When you’re searching through a universe of evidence in a trial, sometimes one search word or phrase isn’t enough to sufficiently narrow your results. Nextpoint’s search fields use Boolean Logic to allow to tailor your results to exactly what you’re looking for.
For instance, say you’d like to see documents about the infringement of Patent ’123. Instead of entering Patent ’123 infringement and hoping that key phrase appears in the documents you’re looking for, you can enter “Patent’ 123″ AND “Infringement.” The second search will return a more complete results.
Boolean logic also allows you to use the text box search to filter documents. For instance, if you’re looking for documents by an expert witness, searching for Smith in the text box search will turn up all documents that mention the word Smith anywhere in the text. Try typing in Author:Smith, this will return only documents that have been coded as authored by witness Smith.
Here are a few other Boolean Tips and Tricks:
To search in a particular coding field, enter the name of the field, a colon, and the text.
Examples:
- date:January 12, 2007
- author:smith
To find a phrase, enclose the phrase in quotes.
Examples:
- “John Joseph Smith”
- author:”John Joseph Smith”
Using + and – operators, you can require a term to be matched, or exclude items for which it matches, respectively.
Examples:
- smith +patent -invention (matches patent but not invention, scoring matches of smith higher)
- smith -author:smith (matches smith unless the item was authored by smith)
Boolean Combinations
To search for specific combinations of terms, you can use the boolean operators AND, OR, and NOT. AND and OR will be automatically capitalized for you, but you must enter NOT in all-caps to use it as an operator instead of the word not. For best results, use parenthesis to group the combinations together.
Examples:
- author:(smith OR jones)
- smith AND (patent OR invention)
- (author:smith AND kind:(email OR conversation)) or (author:jones AND date:October 10, 2007)

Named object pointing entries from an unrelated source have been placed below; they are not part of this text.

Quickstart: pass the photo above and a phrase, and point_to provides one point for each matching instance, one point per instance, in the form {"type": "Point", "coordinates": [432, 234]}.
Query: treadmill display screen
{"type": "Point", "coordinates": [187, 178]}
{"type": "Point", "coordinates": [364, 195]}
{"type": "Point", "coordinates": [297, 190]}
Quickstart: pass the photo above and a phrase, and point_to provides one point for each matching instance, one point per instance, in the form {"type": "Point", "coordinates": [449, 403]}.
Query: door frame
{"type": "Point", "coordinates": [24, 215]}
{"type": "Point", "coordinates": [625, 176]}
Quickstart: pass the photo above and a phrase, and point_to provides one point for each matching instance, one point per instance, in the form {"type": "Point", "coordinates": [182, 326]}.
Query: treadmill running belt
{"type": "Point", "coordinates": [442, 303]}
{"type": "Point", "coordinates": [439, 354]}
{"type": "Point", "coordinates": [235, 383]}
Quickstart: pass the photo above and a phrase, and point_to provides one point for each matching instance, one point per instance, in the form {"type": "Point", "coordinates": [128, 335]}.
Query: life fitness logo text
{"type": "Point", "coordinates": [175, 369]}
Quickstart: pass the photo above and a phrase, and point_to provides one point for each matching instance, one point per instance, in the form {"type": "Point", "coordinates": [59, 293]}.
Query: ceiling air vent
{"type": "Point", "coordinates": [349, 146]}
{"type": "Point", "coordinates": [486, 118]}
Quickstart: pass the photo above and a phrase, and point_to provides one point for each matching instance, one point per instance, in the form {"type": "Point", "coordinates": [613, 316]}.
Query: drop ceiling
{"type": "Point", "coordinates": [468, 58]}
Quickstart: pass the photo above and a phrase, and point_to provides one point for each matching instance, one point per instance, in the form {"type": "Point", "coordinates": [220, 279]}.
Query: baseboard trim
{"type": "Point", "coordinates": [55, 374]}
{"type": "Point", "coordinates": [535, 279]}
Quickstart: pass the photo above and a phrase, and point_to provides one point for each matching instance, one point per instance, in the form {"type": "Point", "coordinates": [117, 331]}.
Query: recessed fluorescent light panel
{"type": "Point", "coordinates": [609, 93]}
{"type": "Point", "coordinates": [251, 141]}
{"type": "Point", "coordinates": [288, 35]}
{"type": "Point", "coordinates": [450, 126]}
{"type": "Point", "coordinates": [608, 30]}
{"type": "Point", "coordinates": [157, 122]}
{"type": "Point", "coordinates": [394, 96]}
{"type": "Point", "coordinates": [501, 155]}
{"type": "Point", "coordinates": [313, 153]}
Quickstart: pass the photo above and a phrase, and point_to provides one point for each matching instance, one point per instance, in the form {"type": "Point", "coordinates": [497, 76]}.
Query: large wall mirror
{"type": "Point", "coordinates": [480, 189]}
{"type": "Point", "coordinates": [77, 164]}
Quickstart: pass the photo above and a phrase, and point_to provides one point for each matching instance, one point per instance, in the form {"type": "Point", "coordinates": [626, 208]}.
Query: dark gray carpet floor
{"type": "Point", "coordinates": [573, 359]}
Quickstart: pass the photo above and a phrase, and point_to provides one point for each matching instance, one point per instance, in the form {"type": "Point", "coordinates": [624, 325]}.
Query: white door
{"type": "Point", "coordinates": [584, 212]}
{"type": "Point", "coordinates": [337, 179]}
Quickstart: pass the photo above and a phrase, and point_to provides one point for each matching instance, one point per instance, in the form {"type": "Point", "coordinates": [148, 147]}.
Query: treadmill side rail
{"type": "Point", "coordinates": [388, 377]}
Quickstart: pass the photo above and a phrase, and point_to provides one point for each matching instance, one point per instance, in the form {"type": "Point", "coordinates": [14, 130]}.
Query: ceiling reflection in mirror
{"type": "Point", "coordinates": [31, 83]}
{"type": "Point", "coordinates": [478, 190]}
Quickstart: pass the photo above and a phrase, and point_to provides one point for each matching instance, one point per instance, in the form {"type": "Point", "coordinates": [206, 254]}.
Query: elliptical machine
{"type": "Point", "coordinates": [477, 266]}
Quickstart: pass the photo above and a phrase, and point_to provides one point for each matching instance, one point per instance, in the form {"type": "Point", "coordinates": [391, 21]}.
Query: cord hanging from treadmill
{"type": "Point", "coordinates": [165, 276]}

- (author:smith AND NOT kind:email) or (author:jones AND NOT designated:defense)
There are two wildcards available for matching terms. The question mark (?) will match any single character (letter/number/etc.), whereas the asterisk (*) will match any sequence of zero or more characters.
Examples:
- author:john* (matches john, johnson, johnsen, etc.)
- jar?d (matches jared, jarod, etc.)
- date:2007-06-* (matches any date in June 2007)
Dates
For the date field, you have multiple options, including searching before/after specific dates. Prefixing a less-than (<) or greater-than (>) operator to the date will search for dates before or after the specified one, respectively. Adding an equals-sign after the operator will match dates on or before or on or after the specified one.
Examples:
- date:<2007-07-13 (matches dates before July 13, 2007)
- date:>=2007-07-13 (matches dates on or after July 13, 2007)
- kind:deposition date:>=2007-07-01 date:<2007-09-01 (matches depositions in July and August, 2007)
Note: in general, dates must be written as yyyy-mm-dd, but Nextpoint will translate some common date formats for you when doing basic field searches.